So Saddam was a psychopath, while someone who cannot hold a job for two weeks, hits his mother with a shoe and vandalizes Wikipedia with crude penis jokes is an antisocial?

Or to put in shorter, would the equations below be accurate?

Psychopath = Demon.
Antisocial = Arsehole.


----------



## lilysocks (Nov 7, 2012)

come to think of it . . . what i would actually like to be is a neat freak :tongue:


----------



## Hexigoon (Mar 12, 2018)

To me that's sorta like asking would you like to be a paedophile? a narcissist? a rapist? serial killer? criminal in general?

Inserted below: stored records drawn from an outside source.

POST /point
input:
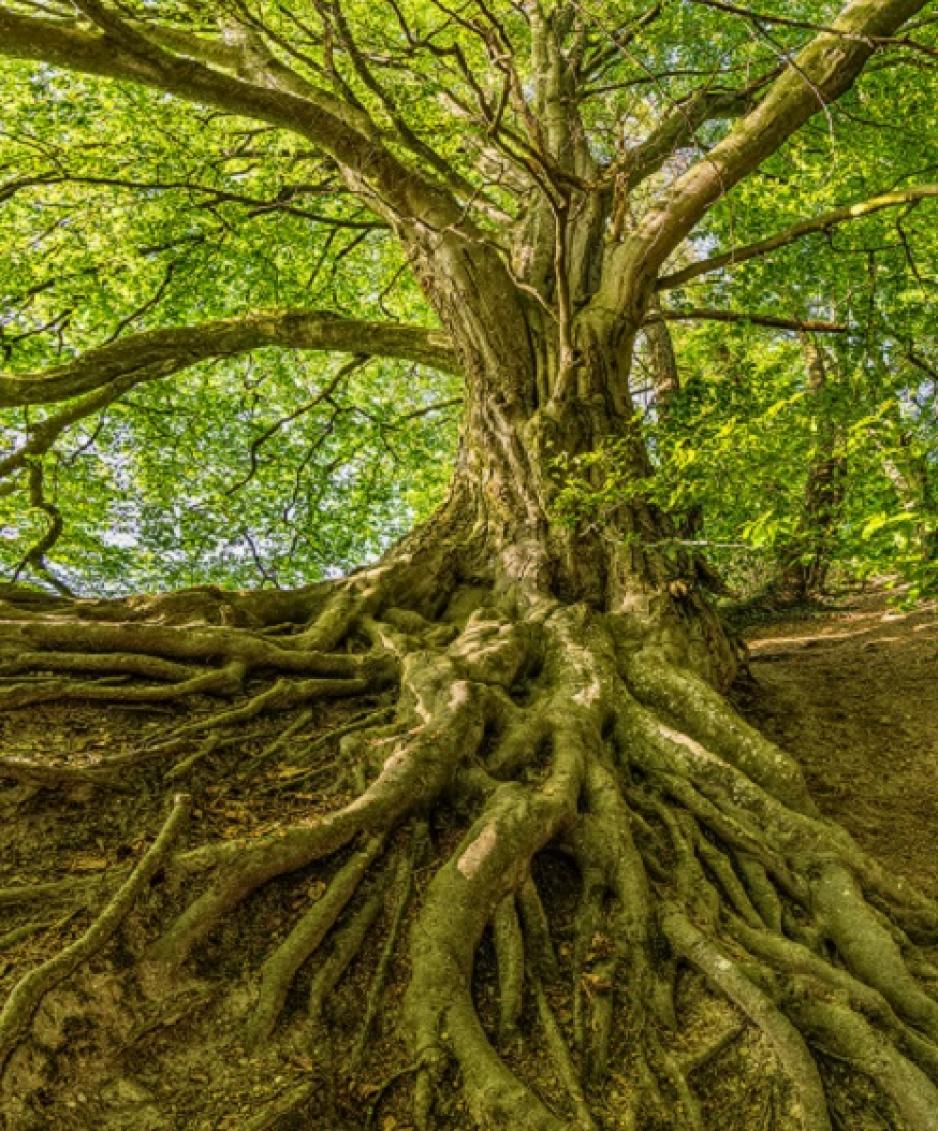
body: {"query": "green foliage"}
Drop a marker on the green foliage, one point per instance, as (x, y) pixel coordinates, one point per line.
(126, 209)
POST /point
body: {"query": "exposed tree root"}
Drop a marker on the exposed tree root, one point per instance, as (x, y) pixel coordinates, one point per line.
(526, 735)
(28, 992)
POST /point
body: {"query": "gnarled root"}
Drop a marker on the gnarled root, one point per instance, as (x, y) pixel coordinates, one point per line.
(579, 880)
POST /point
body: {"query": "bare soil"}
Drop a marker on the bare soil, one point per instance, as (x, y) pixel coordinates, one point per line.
(851, 690)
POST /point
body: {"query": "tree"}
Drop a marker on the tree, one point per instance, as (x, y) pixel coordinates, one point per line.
(554, 674)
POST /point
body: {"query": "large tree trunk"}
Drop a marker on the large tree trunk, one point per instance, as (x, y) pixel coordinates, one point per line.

Hell no I wouldn't. Lacking empathy for most (if not all people) would be such a debilitating, destructive condition to be cursed with.
Empathy is very important, it develops your morals / principles, allows you to form genuine relations with people (thus enabling actual self-development) and helps keep your more animalistic emotions in check which limits dangerous impulsive behaviors. (Impulsivity being something psychopaths are known for; so you could make the argument you'd be more of a slave to your emotions / darkest desires as one).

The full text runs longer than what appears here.